📸: Tribunal Superior Eleitoral (TSE)
A poucos meses do quarto aniversário de morte de Moa do Katendê, assassinado aos 63 anos em outubro de 2018 após uma discussão em um bar, o noticiário foi permeado pelo ataque a tiros que vitimou Marcelo de Arruda durante a festa em que comemorava seus 50 anos. A motivação dos dois crimes foi a mesma: a intolerância política em ebulição no Brasil.
Tanto Moa, cujo nome era Romualdo da Costa, quanto Marcelo foram mortos simplesmente por manifestarem de forma pública suas crenças ideológicas e partidárias, consolidando um contexto de negação de direitos e da consequente não aceitação do outro que estamos experimentando com intensidade assustadora nos últimos quatro anos.
Ataques sistemáticos às instituições democráticas; aumento vertiginoso de denúncias de intolerância religiosa, racial e de orientação sexual; queda nos índices de liberdade de expressão e de imprensa: os dados são variados e apontam todos na mesma direção. Um dos diagnósticos mais preocupantes é o da antropóloga Adriana Dias: de acordo com monitoramento realizado por ela, entre 2015 e 2021 o número de células neonazistas no Brasil aumentou de 75 para 530.

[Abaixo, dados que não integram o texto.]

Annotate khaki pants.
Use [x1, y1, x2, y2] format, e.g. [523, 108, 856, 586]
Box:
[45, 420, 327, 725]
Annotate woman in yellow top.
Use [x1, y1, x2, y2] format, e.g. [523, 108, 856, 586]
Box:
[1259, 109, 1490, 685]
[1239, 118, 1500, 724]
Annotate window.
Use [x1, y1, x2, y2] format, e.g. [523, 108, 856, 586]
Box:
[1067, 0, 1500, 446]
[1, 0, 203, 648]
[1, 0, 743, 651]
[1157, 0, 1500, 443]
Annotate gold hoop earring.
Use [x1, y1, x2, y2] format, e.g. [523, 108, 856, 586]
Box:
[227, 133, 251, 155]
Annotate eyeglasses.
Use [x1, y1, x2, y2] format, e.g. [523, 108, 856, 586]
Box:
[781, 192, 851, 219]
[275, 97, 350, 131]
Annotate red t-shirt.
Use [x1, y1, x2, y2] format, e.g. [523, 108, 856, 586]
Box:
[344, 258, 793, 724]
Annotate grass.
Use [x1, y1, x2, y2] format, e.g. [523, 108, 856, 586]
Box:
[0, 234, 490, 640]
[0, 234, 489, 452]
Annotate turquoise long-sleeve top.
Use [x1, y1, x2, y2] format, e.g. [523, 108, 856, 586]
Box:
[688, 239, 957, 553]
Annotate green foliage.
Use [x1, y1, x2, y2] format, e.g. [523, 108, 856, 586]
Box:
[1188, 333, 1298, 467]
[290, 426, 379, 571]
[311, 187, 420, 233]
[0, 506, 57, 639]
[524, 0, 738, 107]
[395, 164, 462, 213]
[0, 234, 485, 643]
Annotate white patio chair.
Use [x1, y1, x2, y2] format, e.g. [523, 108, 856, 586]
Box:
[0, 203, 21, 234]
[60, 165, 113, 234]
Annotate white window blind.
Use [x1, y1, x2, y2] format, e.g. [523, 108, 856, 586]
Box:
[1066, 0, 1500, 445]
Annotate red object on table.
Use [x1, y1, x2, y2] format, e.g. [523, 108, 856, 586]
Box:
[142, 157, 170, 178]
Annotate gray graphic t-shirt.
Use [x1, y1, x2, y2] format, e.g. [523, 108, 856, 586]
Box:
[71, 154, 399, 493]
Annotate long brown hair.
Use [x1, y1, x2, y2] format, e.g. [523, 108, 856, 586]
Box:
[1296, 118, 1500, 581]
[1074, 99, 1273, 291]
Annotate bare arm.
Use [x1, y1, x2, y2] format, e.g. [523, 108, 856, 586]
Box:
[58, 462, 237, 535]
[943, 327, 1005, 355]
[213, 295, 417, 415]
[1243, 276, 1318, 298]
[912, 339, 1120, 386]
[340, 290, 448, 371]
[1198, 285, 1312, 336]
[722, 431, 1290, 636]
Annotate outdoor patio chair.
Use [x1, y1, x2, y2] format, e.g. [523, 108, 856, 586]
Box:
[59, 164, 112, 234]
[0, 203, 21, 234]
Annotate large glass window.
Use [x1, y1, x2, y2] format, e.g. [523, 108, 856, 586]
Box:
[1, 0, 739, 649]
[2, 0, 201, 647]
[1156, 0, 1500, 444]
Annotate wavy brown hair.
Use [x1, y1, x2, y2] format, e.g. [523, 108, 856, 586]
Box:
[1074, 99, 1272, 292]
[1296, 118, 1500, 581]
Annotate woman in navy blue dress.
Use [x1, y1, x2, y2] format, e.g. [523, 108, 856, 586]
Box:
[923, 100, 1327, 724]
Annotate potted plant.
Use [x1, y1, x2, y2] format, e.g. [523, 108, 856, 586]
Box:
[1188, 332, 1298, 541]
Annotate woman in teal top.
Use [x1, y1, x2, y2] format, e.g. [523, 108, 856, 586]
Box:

Tudo isso é fomentado pela disseminação de desinformação de diversas modalidades, com destaque para teorias negacionistas e conspiratórias que acirram ânimos, enclausuram o raciocínio lógico dos seus seguidores e incentivam modalidades diversas de violência dentro e fora das mídias sociais.
É impossível negar a influência dos discursos extremistas governistas nessa conjuntura, que funcionam como autorização para que a não aceitação do outro e de seus valores políticos, religiosos, culturais e morais se intensifique. E é preciso reforçar também que o Brasil não é exceção nessa escalada: o exemplo mais evidente é o dos Estados Unidos, onde tanto a eleição quanto o término do mandato do ex-presidente republicano Donald Trump foram marcados por episódios de violência, com destaque óbvio para a invasão do Capitólio em janeiro.
Mas a multiplicidade de ódios que promete efervescer ainda mais por aqui com as campanhas eleitorais não pode ser encarada como algo repentino, como sociólogos, historiadores e antropólogos já vem apontando há anos ao criticarem o mito do brasileiro cordial. Emprestando as palavras do filósofo e advogado Silvio Almeida em uma entrevista para a Revista Trip em janeiro: “Talvez, diante de tudo o que vem acontecendo, o Brasil tal qual conhecemos não exista mais. Para mim, já não se trata mais de reconstruir o Brasil. Mas de construir um Brasil que nunca existiu“.
Para que esse País que nunca saiu do imaginário seja criado, onde esse “déficit imenso de civilidade”, como bem definiu o ministro Luís Roberto Barroso, seja mitigado e os direitos constitucionais sejam, enfim, garantidos da forma mais equânime possível, é preciso priorizar políticas públicas que foquem na educação em prol da democracia e, consequentemente, da diversidade e da pluralidade de vozes e ideias.
Não há outra saída, e sabemos disso há tempos. Como bem apontou um dos maiores pensadores e educadores deste País, Anísio Teixeira, cujo nascimento completou 122 anos nesta semana: “Só existirá democracia no Brasil no dia em que se montar no país a máquina que prepara as democracias. Essa máquina é a da escola pública.“ E essa escola pública deve ser laica e antirracista, guiada pela valorização dos direitos humanos, da cultura de paz e do diálogo.